Looking at the doc on master, there is an example of a non-terminating term: https://coq.github.io/doc/master/refman/addendum/sprop.html?highlight=sprop#non-termination-with-uip . Termination is the key behind consistency (or at least weak normalization). I am not sur to understand the implication of this for the consistency of Coq. In particular, I am surprised that it is not mentioned in the documentation.
is this a question or an observation? It's well known that some axioms are fine when added to Coq in isolation, but lead to inconsistency when combined (in this case, UIP and an impredicative Set/Type). More discussion on what axioms don't go together here: https://coq.discourse.group/t/what-do-you-think-of-axioms/231
I am trying to understand the implications here. Because from what I understand, Definitional UIP
may reduce a match using a local hypothesis. Therefore if we follow the paper : https://arxiv.org/pdf/1911.08174.pdf , it says that normalisation breaks IIUC. So is it related to an extra axiom?
If just having Definitional UIP
breaks normalisation (without other axioms), why is it interesting to activate it since it breaks consistency?
It doesn't break consistency
So you mean having a non-terminating term does not break the consistency? It is indeed clearly stated in the paper but I found it surprsing, thanks.
Consistency is broken by fixpoints, but a merely non-terminating term is not enough to break it.
You lose decidability of type-checking though...

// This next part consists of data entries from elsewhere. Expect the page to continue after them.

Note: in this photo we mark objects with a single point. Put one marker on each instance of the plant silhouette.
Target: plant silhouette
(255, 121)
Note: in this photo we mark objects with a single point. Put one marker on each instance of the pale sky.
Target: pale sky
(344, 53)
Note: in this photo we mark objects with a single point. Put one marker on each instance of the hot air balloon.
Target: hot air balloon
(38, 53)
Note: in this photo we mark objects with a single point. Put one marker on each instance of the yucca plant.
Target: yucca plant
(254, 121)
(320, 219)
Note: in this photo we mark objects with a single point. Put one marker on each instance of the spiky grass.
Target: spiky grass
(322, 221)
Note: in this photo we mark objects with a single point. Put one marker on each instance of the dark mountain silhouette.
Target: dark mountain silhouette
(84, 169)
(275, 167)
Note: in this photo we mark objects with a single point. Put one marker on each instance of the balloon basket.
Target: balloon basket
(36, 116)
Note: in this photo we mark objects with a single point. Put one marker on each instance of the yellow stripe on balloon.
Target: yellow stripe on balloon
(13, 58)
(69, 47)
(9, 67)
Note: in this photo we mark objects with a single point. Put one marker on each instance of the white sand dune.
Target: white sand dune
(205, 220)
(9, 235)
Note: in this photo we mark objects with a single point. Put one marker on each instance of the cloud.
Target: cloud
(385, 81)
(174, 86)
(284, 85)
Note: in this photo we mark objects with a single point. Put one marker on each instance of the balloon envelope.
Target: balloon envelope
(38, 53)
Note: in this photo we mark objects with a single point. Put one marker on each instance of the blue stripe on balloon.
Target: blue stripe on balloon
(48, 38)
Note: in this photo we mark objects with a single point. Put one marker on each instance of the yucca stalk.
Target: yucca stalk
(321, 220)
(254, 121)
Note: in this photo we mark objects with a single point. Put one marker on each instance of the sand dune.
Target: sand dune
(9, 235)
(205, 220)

By the way, would we lose something to restrict definitional UIP on equality-like types with indices in small types (i.e. types in Prop
or Set
)? The most interesting uses of SProp
are with equality in data-types such as nat
, no?
Also, I only recently started to explore what we can do with SProp
, but would there be negative consequences of allowing elimination from SProp
to Type
for syntactic singleton types (i.e. not only from False:SProp
but also from True:SProp
, and:SProp->SProp->SProp
)? Associated reduction rules could typically be derived as if eta-expanding on the fly.